New paper accepted to Optics Express, 2015:

Fast phase processing in off-axis holography using multiplexing with complex encoding and live-cell fluctuation map calculation in real-time

Pinhas Girshovitz and Natan T. Shaked

Abstract: We present efficient algorithms for rapid reconstruction of quantitative phase maps from off-axis digital holograms. The new algorithms are aimed at speeding up the conventional Fourier-based algorithm. By implementing the new algorithms on a standard personal computer, while using only a single-core processing unit, we were able to reconstruct the unwrapped phase maps from one megapixel off-axis holograms at frame rates of up to 45 frames per second (fps). When phase unwrapping is not required, the same algorithms allow frame rates of up to 150 fps for one megapixel off-axis holograms.
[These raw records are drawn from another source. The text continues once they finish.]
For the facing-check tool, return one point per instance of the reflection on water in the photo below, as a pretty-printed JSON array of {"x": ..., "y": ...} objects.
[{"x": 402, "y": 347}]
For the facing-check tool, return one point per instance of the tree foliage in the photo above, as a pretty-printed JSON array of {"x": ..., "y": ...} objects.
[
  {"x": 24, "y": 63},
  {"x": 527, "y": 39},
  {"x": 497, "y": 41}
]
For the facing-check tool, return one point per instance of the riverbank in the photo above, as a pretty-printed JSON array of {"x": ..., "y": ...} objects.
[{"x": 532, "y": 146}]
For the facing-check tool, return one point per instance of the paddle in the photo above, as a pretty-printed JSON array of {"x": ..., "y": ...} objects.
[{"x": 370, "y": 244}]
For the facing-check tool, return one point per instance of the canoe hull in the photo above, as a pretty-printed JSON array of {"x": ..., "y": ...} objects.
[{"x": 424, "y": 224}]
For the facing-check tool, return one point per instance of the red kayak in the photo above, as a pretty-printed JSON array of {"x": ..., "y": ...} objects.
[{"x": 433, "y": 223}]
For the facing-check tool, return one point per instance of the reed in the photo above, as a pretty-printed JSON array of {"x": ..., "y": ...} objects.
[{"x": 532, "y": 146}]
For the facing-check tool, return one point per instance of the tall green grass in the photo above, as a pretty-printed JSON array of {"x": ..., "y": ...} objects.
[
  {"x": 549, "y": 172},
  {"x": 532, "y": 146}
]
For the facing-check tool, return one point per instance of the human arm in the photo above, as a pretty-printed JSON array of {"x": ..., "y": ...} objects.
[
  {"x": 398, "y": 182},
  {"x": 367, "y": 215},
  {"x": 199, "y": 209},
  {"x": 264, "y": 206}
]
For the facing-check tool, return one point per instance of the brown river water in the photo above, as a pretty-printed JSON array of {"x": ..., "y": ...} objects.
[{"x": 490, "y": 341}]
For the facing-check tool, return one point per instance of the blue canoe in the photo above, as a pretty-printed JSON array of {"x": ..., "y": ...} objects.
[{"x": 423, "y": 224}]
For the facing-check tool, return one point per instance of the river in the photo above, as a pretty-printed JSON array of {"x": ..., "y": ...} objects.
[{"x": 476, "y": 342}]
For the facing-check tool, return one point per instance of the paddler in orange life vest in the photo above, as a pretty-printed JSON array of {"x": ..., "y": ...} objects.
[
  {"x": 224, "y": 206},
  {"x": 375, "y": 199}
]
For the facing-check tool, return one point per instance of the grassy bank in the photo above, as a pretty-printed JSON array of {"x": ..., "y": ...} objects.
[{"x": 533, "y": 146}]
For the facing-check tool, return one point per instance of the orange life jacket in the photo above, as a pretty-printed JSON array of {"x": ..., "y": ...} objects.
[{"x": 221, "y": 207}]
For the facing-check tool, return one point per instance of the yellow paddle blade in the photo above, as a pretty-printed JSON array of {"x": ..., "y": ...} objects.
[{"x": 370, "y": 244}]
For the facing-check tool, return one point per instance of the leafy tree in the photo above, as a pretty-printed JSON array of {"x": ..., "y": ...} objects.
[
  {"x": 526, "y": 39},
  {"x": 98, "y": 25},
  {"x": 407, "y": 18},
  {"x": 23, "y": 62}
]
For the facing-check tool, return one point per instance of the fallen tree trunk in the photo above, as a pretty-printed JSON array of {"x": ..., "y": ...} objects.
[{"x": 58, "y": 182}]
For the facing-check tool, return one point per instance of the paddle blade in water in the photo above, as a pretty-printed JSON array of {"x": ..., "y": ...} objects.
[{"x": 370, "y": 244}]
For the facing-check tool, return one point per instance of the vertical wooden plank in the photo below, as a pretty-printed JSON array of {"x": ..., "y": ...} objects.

In addition to obtaining realtime quantitative visualization of the sample, the increased frame rate allows integrating additional calculations as a part of the reconstruction process, providing sample-related information that was not available in real time until now. We use these new capabilities to extract, for the first time to our knowledge, the dynamic fluctuation maps of red blood cells at frame rate of 31 fps for one megapixel holograms.

[PDF, Media 1, Media 2] [Link]

Fast off-axis holographic processing of the dynamic quantitative physical thickness maps of red blood cells. The initial hologram contained 1024×2048 pixels. At the same time of the phase map calculation, we have calculated the dynamic membrane fluctuation map in a window of 1024×256 pixels, shifted across the field of view, as obtained by a FIFO stack of 24 points in time per each pixel. All calculations were performed on a single-core processing unit of a conventional personal computer. White scale bar represents 10 µm upon the sample.